Kaum eine Band prägte den schwedischen Skatepunk wie die Satanic Surfers. Nach zahlreichen Besetzungswechseln wurde die Band auf Eis gelegt, während die Hauptfigur Rodrigo Alfaro zunächst mit Enemy Alliance musizierte und wenig später als Schlagzeuger bei Venerea anheuerte.
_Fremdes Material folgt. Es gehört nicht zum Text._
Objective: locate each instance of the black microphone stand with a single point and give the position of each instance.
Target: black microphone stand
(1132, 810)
Zu jener Zeit existierten Atlas Losing Grip bereits, die ganz im Stile der Satanic Surfers rasanten, technisch versierten Skatepunk praktizierten und mit ihrem Erstling „Shut The World Out“ bereits in Insiderkreisen auf sich aufmerksam machen konnten. Im Zuge der Herstellung der darauf folgenden EP „Watching The Horizon“ wurde eine schwergewichtige personelle Veränderung bekannt gegeben: Bassist Stefan Bratt tritt gesanglich einen Schritt zurück, Rodrigo Alfaro wird fortan sein markantes Organ beisteuern.

Bei „State Of Unrest“ geht der neue Frontmann nun erstmals über die volle Länge, und die Neugier ist natürlich groß, in wiefern der alte Schwede einen Einfluss auf die 13 neuen Songs hat. Neben der stimmlichen Veränderung – Rodrigos unverkennbarer Gesang ist ein echter Zugewinn für die Band – fällt auf, dass das Tempo im Schnitt ein wenig reduziert wurde, auch wenn bei „Bitter Blood“, „Logic“, „Heartsease“ und „Feed The Fire“ wieder tüchtig auf die Tube gedrückt wird. Dennoch erweckt „State Of Unrest“ deutlich den Eindruck, dass der (fast) neue Sänger den Reifeprozess des ehemaligen Quartetts merklich gefördert hat. Zudem ist dem Quintett mit „Different Hearts, Different Minds“ ein echter Ohrwurm gelungen.

Aufgrund des Gesangs lassen sich Ähnlichkeiten zwischen Atlas Losing Grip und den Satanic Surfers nicht von der Hand weisen, ein massiver Unterschied besteht aber bei der Produktion, denn während die alten Burning Heart Records- und Bad Taste Records-Hasen mitunter relativ kraftlos klangen, gibt es auf „State Of Unrest“ einen Sound vom feinsten – dem feinen Gespür von Jason Livermore, der dieses unter anderem namhaften Künstler wie Rise Against, NOFX, No Use For A Name und Good Riddance zur Verfügung stellte, aus dem Blasting Room-Team sei gedankt.

Mit dieser Veröffentlichung setzen Atlas Losing Grip zwar keinen absoluten Meilenstein, dennoch gelingt es ihnen, den erstklassigen Skatepunk der Neunziger auf eine hervorragende Weise in die Gegenwart zu befördern.